Ecco cosa succede. Ci vogliono i grattacieli illuminati, le luci dei negozi aperti a dare sicurezza, i locali, i ristoranti, le gelaterie. Come la vicina gelateria Giolitti, dietro al laghetto dell’Eur. Lì sì che c’è il pienone. Ma guai ad allontanarsi, i clienti stanno tutti qui, asserragliati come in trincea. Eppure ci sarebbe un intero parco dove passeggiare. Anche la scalinata che da viale America porta alla fermata della metro B “Eur Palasport” fa paura, rischiarata solo a tratti dai lampioni del viale, sprovvista di propria illuminazione.

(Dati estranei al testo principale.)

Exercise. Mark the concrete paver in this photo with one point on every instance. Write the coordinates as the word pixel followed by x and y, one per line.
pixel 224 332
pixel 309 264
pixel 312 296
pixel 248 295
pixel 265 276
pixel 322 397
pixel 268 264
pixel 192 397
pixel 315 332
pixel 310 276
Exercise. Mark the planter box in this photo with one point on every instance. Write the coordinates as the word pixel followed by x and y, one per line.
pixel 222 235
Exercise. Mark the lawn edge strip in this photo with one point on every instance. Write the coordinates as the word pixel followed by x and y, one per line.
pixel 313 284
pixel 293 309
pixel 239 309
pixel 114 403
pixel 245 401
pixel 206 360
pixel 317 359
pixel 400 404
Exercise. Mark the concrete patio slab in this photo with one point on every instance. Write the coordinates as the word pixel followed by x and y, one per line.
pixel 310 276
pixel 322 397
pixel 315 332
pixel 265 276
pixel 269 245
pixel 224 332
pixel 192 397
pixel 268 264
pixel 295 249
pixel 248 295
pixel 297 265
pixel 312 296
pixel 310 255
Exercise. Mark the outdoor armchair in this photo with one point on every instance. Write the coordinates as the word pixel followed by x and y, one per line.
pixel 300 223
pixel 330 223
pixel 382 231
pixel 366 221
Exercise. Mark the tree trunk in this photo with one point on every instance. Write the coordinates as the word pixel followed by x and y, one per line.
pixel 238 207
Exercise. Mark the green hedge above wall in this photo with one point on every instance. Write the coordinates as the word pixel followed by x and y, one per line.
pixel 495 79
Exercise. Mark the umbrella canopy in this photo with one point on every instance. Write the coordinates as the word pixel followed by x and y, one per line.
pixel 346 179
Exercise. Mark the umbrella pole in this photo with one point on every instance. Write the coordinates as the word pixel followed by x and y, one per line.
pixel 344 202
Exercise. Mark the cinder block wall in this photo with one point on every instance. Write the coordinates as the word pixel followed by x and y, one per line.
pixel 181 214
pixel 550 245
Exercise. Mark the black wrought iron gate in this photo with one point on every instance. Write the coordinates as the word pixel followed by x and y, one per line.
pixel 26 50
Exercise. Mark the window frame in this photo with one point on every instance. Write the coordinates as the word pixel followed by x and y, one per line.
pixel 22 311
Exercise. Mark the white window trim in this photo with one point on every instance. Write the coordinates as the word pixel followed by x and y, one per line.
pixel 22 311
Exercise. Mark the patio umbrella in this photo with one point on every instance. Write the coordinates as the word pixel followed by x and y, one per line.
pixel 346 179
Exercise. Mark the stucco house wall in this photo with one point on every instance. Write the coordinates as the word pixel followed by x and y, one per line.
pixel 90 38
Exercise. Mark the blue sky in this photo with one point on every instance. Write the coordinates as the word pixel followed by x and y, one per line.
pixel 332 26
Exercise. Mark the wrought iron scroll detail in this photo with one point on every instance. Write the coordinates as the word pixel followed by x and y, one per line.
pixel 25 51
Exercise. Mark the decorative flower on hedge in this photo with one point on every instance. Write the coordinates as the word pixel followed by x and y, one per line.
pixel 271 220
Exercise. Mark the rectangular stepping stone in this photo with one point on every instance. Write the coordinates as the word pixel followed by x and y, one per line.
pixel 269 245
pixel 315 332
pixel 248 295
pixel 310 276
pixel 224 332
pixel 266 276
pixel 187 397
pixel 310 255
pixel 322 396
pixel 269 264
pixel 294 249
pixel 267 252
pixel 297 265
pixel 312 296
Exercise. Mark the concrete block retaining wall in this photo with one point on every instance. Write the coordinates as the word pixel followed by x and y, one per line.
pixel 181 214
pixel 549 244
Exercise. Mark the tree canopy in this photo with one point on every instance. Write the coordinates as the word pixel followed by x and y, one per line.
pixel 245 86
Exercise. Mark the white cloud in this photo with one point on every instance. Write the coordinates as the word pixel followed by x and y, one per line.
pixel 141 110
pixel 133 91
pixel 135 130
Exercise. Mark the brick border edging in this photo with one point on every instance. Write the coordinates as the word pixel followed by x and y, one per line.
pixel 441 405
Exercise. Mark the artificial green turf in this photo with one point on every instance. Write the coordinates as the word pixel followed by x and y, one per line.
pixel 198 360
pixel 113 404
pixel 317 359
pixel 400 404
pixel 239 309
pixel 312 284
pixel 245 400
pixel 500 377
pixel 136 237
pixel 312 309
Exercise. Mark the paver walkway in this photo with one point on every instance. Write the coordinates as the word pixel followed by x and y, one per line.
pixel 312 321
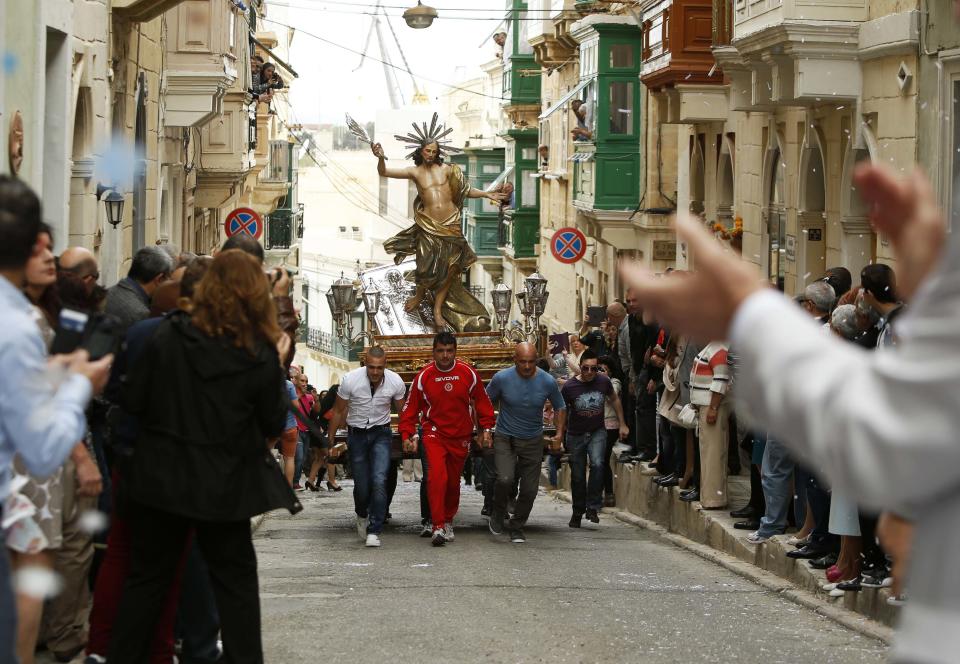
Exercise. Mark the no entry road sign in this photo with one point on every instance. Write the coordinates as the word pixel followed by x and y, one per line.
pixel 244 220
pixel 568 245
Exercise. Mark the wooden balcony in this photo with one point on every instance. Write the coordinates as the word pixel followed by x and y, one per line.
pixel 677 39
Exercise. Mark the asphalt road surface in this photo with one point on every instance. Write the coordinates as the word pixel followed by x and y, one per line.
pixel 607 593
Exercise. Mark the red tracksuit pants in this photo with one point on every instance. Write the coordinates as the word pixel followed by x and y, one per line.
pixel 109 588
pixel 445 457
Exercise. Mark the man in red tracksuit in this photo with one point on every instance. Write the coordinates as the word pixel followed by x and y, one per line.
pixel 443 399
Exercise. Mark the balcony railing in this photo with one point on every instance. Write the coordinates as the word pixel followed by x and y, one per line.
pixel 722 22
pixel 278 163
pixel 279 230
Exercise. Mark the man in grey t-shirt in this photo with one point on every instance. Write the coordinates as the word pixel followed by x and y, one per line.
pixel 521 392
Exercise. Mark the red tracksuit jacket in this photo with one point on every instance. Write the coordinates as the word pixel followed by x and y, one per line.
pixel 443 398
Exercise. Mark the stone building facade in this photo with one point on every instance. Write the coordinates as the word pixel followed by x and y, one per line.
pixel 149 98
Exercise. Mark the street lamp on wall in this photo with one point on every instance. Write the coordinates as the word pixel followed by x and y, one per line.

A completare il quadro di desolazione, c’è il cantiere che ha sbancato tutta l’area davanti alla stazione. Chiunque può nascondersi lì in mezzo e venir fuori all’improvviso. Sempre all’Eur, in viale di Val Fiorita, davanti alla stazione metro Magliana, c’è la fermata del 764. I passeggeri in attesa si stringono sotto la pensilina e si guardano bene dal fare due passi nell’immensa e oscura area verde alle loro spalle, dove un tempo giocavano i bambini.
E certo ci vuole anche coraggio a fare footing alle otto della sera invia Valle delle Camene, a Caracalla, dove c’è la chiesetta sconsacrata che fa da scenario ai matrimoni celebrati con rito civile. Uomini e donne corrono in calzoncini sotto i lampioni, ma basta allontanarsi un po’ per trovare le tenebre. Qui non è sufficiente la luce, servono una presenza, un presidio. Per chi corre, per chi passeggia, per chi si vorrebbe sedere sulle panchine ma non si arrischia, per chi va in bicicletta sulla pista ciclabile inaugurata da poco. Qual è la formula magica per restituire questi bellissimi luoghi alla città? Qual è l’incantesimo perché i romani possano tornare a sentirli loro?
A piazza Augusto imperatore, alle spalle del Corso, la strada dello shopping, tocca ai ristoranti presidiare i territorio, isole di sicurezza all’insegna della discontinuità. Il portiere del Pontificio collegio croato di San Giovanni racconta che due anni fa sono stati costretti a far innalzare una cancellata, perché il loro portico era diventato un dormitorio per sbandati, con tanto di wc improvvisati. Anche qui il cantiere che occupa la piazza crea zone d’ombra che inquietano. «Quando i miei figli di 16 e 18 anni tornano tardi la sera, io scendo sempre ad aspettarli», racconta il portiere.